Anyway the first verse alone in the Bible does not say He MADE the heavens and the earth but He created them in the beginning of time. There is explanation of the how of the existence of time, space, matter, energy, mass, motion, and the whole universe.


it elucidates mankind's why and wherefore.


Yes, that it does also. However, verse 1 gives the explanation for the existence of the universe.


This means that the universe was not created in 6 days and that all life forms did not appear at the same time and that no world-wide flood destroyed all life save what Noah and his family rescued on a boat;


I think it does go on to explain six days of God MAKING and ORDERING the world as we know it. I see no reason why that worldcould not be judged in the account of the flood of Noah.

Over the years since I was very young I have obesrved more and more theories as to extinction events which cataclysmically occured on this planet in the disrtant past. If one doubts from the Bible that "the earth became without form and void" (Gen. 1:2) the testimony of natural science comes closer to telling us the same thing.

Extinction events whether by comet, asteroid, gas bubbling up from the ocean, volcanic or otherwise has been proposed. "What killed the dinosaurs?" is a encreasingly discussed topic among scientists.

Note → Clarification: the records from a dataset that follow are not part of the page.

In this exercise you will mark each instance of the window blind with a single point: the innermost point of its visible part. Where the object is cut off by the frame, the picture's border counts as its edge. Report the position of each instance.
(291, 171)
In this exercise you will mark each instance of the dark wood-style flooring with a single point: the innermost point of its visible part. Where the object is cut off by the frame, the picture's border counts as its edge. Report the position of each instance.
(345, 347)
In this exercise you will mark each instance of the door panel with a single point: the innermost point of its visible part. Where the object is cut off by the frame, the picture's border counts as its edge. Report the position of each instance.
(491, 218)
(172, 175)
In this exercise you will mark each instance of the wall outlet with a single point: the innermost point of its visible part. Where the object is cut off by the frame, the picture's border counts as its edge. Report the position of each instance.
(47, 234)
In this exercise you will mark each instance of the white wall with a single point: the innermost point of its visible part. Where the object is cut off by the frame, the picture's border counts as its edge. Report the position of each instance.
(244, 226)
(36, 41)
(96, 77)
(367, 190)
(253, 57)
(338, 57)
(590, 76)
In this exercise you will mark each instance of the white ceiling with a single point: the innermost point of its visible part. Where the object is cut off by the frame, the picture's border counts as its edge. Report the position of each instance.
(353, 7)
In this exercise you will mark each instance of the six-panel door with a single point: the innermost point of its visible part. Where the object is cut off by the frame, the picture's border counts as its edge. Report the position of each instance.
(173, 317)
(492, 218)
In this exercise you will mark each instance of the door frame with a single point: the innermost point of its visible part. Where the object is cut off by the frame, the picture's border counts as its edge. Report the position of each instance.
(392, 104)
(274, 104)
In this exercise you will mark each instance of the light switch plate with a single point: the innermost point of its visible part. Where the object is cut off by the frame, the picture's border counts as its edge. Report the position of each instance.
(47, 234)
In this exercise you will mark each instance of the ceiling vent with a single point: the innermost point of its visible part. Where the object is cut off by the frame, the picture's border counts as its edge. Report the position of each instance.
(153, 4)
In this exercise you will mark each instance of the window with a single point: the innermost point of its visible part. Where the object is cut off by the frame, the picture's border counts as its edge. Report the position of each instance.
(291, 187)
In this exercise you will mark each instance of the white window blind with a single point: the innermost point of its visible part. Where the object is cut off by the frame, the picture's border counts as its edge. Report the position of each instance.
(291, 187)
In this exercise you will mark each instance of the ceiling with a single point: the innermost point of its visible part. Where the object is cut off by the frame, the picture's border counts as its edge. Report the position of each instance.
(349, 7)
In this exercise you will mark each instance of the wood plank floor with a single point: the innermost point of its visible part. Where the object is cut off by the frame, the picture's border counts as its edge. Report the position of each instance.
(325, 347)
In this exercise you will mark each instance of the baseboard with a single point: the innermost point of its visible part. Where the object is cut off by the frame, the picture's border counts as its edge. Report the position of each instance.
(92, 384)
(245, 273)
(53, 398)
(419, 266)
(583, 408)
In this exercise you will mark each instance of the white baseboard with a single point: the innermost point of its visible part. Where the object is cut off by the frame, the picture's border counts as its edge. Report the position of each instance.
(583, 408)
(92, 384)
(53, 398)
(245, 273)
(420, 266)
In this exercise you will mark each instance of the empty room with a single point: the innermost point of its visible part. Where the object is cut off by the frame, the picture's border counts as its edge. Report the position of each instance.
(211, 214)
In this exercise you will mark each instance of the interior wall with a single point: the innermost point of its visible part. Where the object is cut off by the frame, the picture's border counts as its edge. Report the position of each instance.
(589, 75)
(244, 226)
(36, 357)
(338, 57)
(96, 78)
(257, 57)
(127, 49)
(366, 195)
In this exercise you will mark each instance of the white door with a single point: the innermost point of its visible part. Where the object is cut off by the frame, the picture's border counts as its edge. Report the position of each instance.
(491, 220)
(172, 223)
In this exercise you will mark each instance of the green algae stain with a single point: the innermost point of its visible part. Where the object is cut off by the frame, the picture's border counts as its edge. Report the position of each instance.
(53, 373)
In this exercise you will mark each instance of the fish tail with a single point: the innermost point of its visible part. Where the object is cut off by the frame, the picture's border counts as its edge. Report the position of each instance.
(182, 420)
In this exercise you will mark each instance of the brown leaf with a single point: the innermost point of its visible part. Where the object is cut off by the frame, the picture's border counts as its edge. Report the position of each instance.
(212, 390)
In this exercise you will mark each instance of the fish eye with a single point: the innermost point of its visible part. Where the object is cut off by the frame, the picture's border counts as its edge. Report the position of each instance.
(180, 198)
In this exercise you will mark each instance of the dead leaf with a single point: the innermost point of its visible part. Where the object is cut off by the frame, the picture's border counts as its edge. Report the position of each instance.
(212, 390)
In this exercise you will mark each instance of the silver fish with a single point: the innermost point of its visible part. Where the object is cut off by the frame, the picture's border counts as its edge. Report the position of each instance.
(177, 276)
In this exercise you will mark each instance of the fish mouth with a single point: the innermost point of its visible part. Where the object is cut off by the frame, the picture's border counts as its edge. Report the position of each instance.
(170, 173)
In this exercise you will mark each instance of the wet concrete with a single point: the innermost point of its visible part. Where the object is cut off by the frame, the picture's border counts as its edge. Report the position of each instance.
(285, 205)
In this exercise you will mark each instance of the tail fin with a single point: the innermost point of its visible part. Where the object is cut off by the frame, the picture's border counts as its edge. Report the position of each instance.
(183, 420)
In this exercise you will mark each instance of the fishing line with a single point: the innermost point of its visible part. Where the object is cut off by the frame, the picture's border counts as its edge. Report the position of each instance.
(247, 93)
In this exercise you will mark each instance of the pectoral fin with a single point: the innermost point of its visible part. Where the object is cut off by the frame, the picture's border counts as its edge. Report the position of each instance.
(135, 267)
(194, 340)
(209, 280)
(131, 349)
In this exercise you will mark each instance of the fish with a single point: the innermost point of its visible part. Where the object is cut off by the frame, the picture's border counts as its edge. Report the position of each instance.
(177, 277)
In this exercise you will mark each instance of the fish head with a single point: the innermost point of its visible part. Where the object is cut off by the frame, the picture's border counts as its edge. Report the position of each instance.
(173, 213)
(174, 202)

Recently, I watched a purely scientific lecture on YouTube about the sheer miraculous like nature of the existence of the moon. By all accounts our moon should not exist. Theories as to its origin are all very problematic.
It probably was not a captured object by earth's gravity.
It probably did not come out of the earth.
It probably did not form along with the formation of earth from early solar system.
Its orbit is too perfect compared to other circling satillite objects around the other planets.
Its proportional overlap of the sun in a eclipse is of a nature which occurs no where else in the solar system with ANY other moon eclipsing sunlight on any other planet.

Many other perculiarities about the nature of the moon have some people surmising that it is a hollow object intentional brought into contact with earth as a traveling vessel of some intelligent super beings in the distant past.

The moon simply SHOULD not be according to any theory of natural science understood today.

I once knew an MIT (Mass. Institute of Technology) student who joked about a long cosmological lecture a professor gave on the Moon. At the conclusion he derived a chuckle from the audience when he concluded with saying something like "Therefore, according to all we know the Moon does not exist."

Anyway Genesis 1 - 31 doers explain the origin of creation and the subsequent making of our world in believable albeit pre-scientific language.